A recent survey of American educators finds that while the profession overwhelmingly supports the Black Lives Matter movement, it also wants to keep police officers in the nation’s schools.
The EdWeek Research Center survey asked the simple question “Do you support the Black Lives Matters movement?” to which over 80 percent of the teachers, principals, and other education personnel who responded answered “yes.”
I note this question is “simple” because it is; there are many people (like myself) who agree that black lives do matter, but the actions and (many of the) goals of the “official” organization are loathsome.

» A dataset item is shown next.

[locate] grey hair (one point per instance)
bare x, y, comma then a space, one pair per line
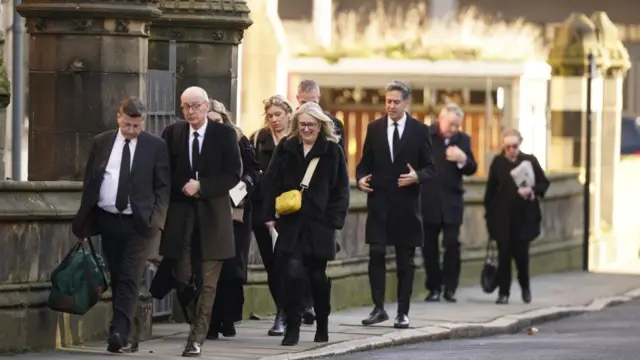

Despite their high levels of support for Black Lives Matter and the reexamination of the role of law enforcement by school boards and union leaders, most of the rank-and-file educators who responded to the EdWeek Research Center survey oppose the removal of armed police officers from schools. Just 23 percent say that armed police officers should be eliminated from our nation’s schools—although support for severing ties with law enforcement ranges from 36 percent in the Northeast to 13 percent in the southern United States.
This flies in the face of the American Federation of Teachers, the second largest teachers’ union, which issued a resolution in support of BLM and “replacing local law enforcement with ‘[s]chool security personnel…trained as peace officers and integrated within the school community, with a focus on nonviolent resolution of conflicts with a minimal use of force.’”
E.W. notes more teachers and administrators want a cop in their school as protection against an outsider coming in with harmful intent as opposed to help with out-of-control students. Still, almost two-fifths of teachers want an officer on the premises for that very reason.
Also of note is that “contrary to the evidence,” most educators — a whopping 91 percent — believe school officers treat minority students fairly. (The only “contrary evidence” is figures for police interaction compared to general population numbers, i.e. “disparate impact.”)
While educators may think school cops are fair, they have an issue with themselves and their administrations: Discrimination is noted as the main reason black students receive more punitive discipline like suspensions and expulsions, ranking higher than home/family structure. Perhaps the silly (and almost racist) wording of the statement — “On average, white students’ families create home environments that are less conducive to developing negative behaviors” — played a role in how folks responded.
Consider the first statement in this part of the survey which educators were asked to rank “not at all,” “slightly,” “somewhat,” “quite,” or “extremely”: “As a result of genetics, white students are less likely than Black students to commit disciplinary infractions.” Thank goodness 93 percent answered “not at all.” (The other seven percent should reconsider their choice of profession.)
But seriously, genetics? What’ll be on the next survey — a question on phrenology?